Through the years I’ve had many mental health crises. I’ve been on the brink of ending it all, of no longer wanting to fight, of no longer wanting to exist. Although I owe the NHS a great deal, they’ve also let me down when I’ve been at my most desperate. But there are people in my life who have been there, every time. It hasn’t always been easy for people to support me. I’ve upset family and friends during mania, and been rude and irritable when depressed. They’ve supported me without hesitation and I want to thank them.

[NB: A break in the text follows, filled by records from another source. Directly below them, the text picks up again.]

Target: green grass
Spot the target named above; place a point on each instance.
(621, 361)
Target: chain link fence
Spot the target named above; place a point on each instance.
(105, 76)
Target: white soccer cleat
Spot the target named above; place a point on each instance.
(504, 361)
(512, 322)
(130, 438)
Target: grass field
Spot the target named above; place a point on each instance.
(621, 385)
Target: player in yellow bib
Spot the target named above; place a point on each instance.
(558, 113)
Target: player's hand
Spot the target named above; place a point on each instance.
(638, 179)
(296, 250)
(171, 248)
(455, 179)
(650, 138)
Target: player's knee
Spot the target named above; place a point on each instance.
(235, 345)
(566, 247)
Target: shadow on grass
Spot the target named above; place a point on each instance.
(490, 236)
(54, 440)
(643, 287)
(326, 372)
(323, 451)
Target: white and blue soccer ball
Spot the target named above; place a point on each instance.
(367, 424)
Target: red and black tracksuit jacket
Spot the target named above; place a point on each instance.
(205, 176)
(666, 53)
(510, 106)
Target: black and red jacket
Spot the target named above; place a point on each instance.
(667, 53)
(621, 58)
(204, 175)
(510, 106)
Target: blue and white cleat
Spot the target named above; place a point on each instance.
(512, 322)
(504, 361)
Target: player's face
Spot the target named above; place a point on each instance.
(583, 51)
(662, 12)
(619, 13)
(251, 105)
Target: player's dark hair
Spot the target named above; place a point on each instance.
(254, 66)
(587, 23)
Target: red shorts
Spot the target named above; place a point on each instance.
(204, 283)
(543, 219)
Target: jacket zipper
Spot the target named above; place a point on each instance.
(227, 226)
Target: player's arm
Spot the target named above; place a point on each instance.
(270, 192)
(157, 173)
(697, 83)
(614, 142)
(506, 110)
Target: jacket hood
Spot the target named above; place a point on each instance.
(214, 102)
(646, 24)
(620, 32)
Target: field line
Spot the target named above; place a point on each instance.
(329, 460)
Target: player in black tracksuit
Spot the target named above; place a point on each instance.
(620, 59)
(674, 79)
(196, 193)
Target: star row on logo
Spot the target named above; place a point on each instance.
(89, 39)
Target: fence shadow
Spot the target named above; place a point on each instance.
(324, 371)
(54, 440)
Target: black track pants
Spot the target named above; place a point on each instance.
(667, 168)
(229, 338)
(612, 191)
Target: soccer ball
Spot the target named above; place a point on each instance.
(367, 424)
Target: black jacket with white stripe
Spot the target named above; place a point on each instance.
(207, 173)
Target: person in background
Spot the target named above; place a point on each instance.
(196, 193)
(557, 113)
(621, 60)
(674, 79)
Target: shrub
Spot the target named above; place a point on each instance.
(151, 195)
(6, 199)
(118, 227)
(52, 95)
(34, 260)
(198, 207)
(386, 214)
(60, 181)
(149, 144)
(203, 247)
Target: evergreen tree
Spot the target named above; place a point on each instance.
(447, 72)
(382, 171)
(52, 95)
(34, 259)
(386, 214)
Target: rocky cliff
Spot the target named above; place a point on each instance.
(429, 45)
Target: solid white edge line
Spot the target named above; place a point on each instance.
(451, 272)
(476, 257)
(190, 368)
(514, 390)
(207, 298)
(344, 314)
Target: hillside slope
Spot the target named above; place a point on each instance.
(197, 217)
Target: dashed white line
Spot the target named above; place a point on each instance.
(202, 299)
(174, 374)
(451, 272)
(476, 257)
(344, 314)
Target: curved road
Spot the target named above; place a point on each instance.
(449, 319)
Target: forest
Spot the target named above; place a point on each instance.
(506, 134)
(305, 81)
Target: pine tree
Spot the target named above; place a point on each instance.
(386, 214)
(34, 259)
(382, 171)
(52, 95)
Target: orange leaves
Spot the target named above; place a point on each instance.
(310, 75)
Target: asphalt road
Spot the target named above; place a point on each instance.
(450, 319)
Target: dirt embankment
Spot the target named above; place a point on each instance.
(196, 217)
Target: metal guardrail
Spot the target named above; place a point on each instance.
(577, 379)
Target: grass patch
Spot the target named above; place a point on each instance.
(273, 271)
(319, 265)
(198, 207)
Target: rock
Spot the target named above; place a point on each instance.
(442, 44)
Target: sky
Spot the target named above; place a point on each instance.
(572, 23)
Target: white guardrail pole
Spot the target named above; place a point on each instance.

To my husband, and his calming, caring persona. Never have I met someone with such unending patience and compassion. You’ve pulled me through in moments when I’ve felt like my whole universe was shrinking away into nothing. You’ve been a solid, grounding presence for the past 10 years. You’ve taught me so much about myself and I adore you for your kindness, geekiness and general silliness.
To my Mum, and her profoundly caring nature. For always being there when I need her most. For learning and educating herself about Bipolar and psychosis. For her understanding that I can’t always be ‘fixed’ but that she can help in her own practical way.
To my Dad, and his unwavering support of me. For showing me I’m stronger than I believe. For showing me I am resilient, intelligent and passionate. For showing me that family are the people that care for you and support you unconditionally.
To my brothers’ and their matter of fact attitude to mental illness. They always seem to just get it. I don’t feel the need to explain myself. I don’t feel judged by them. They see it for what it is; an illness I can’t control.
To all my family, for letting me talk when I need to. For accepting me. For listening without judgement or fear. For detaching mental illness from who I really am.
To my friends who accept me for who I am. That haven’t distanced themselves after I was diagnosed. That have stuck by me, and offer support when I struggle, and celebrate when I achieve.
To my online friends who notice when I’m quiet. Who notice when I’m having a difficult time. Who are there to talk to when I need support.
To everyone that reached in to support me, rather than waiting for me to reach out. Thank you. You’ve saved me from myself countless times.